Thursday, 11 February 2016

Today was a good day for footprints.

The sand and silt layer now covering our riverside woodland is a great material for collecting footprints.
 
Normally this is mostly dog walkers, but by the river, amongst the birds, this little fellow has been pottering about.
 
I especially like the scale : the moorhen or ducks are loads bigger than this little mammal (we've guessed bank vole, but haven't consulted the books yet to find out).
 
You can count the toes and work out how he was walking, tell the front paws apart from the back paws and speculate about what he was doing : looking for food? Looking for a likely new home after the floods?
 
Just look at all those footprints! The pattern of them is enough to make me happy.

Pancake Football

I've lived in Newcastle or Northumberland for 20 years now, and never once made it to the football played on pancake day in Alnwick. Until this year that is!

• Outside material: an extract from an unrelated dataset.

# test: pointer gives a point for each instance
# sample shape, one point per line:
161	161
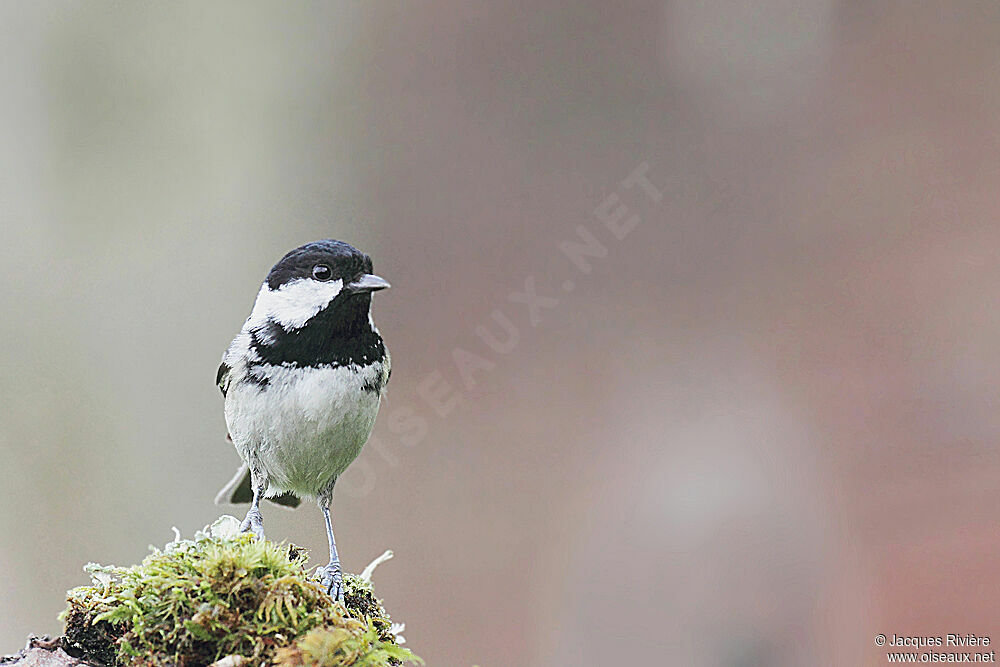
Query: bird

First the feudal overlords dropped the ball from the Barbican of their castle: keeping their distance to avoid the germs of we the crowd. Then their loyal serfs marched to the field over the river.

Here we are gathering to watch, and I expected fisticuffs and nosebleeds.
 
Action! Note the leafy green goal. The players were younger, more skilled, and less violent than I expected. I was shivering, ill-equipped for the wind.

So like this dead duck, I ducked out when the teams changed sides, and went off to Alnmouth for the train home.

I don't know if it's a spring tide, or just the general saturation from our recent storms, but I've never seen the land so inundated. We watched a barn owl hunting over the hedges and reed edges, dwarfed by the curlews flocking over it. Back on a warmer day in Spring.